As a concrete example of a most commendable eugenic practice we should
mention the sterilization of certain classes of criminal and insane as
it is now practiced in the States of Indiana and Connecticut. For the
last four years (since March, 1907) the laws of Indiana have permitted
the performance of the operation of vasectomy upon "confirmed
criminals, idiots, rapists, and imbeciles" after rigid scrutiny of all
the mental and physical conditions of the individual case and upon the
concurrent judgment of three competent and impartial persons. The
title and significant parts of the text of this law are as follows:

    _An Act_, entitled, An Act to prevent procreation of
    confirmed criminals, idiots, imbeciles, and
    rapists--providing that superintendents, or boards of
    managers, of institutions where such persons are confined
    shall have the authority, and are empowered to appoint a
    committee of experts, consisting of two physicians, to
    examine into the mental condition of such inmates.

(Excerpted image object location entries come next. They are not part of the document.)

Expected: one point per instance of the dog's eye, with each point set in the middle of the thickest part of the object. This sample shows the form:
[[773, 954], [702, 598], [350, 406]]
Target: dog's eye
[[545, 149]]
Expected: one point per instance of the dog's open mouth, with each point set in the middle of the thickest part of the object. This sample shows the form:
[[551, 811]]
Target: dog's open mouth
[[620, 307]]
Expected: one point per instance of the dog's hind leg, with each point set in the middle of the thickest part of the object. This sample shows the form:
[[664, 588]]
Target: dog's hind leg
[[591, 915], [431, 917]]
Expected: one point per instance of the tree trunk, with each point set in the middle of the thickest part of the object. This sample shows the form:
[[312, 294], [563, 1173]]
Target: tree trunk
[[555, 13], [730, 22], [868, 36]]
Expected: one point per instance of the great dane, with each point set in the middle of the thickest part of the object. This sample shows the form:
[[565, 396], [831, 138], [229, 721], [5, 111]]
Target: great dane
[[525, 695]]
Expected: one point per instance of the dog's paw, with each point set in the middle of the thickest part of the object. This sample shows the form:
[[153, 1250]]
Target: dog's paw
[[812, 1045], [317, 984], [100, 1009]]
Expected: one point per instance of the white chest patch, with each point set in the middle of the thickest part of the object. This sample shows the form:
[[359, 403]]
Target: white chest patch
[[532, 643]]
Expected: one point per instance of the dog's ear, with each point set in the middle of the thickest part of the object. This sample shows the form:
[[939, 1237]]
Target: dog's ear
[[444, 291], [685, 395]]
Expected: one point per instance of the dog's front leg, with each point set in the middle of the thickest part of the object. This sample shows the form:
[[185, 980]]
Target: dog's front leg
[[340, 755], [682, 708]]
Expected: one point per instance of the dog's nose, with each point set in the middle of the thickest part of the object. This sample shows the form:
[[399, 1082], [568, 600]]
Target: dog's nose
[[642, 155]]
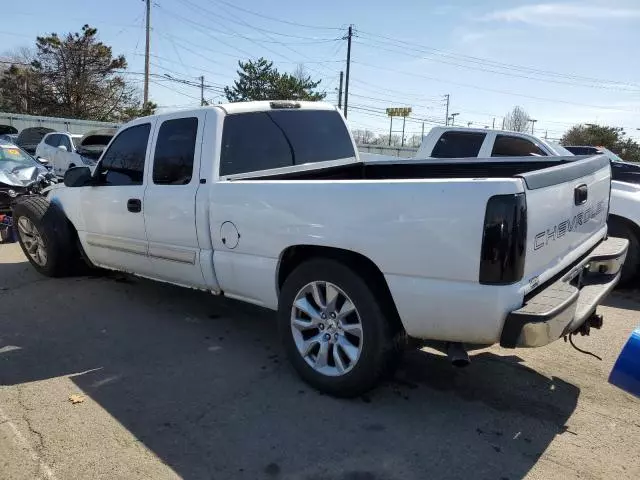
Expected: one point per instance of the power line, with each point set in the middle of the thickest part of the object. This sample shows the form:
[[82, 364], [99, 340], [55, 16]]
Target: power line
[[503, 92], [416, 46], [403, 51], [262, 15]]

    _Whereas_, Heredity plays a most important part in the
    transmission of crime, idiocy, and imbecility;

    _Therefore_, Be it enacted by the General Assembly of the
    State of Indiana, That on and after the passage of this act
    it shall be compulsory for each and every institution in the
    State, entrusted with the care of confirmed criminals,
    idiots, rapists, and imbeciles, to appoint upon its staff, in
    addition to the regular institutional physician, two (2)
    skilled surgeons of recognized ability, whose duty it shall
    be, in conjunction with the chief physician of the
    institution, to examine the mental and physical condition of
    such inmates as are recommended by the institutional
    physician and board of managers. If, in the judgment of this
    committee of experts and the board of managers, procreation
    is inadvisable, and there is no probability of improvement of
    the mental and physical condition of the inmate, it shall be
    lawful for the surgeons to perform such operation for the
    prevention of procreation as shall be decided safest and most
    effective. But this operation shall not be performed except
    in cases that have been pronounced unimprovable: Provided,
    That in no case shall the consultation fee be more than three
    (3) dollars to each expert, to be paid out of the funds
    appropriated for the maintenance of such institution.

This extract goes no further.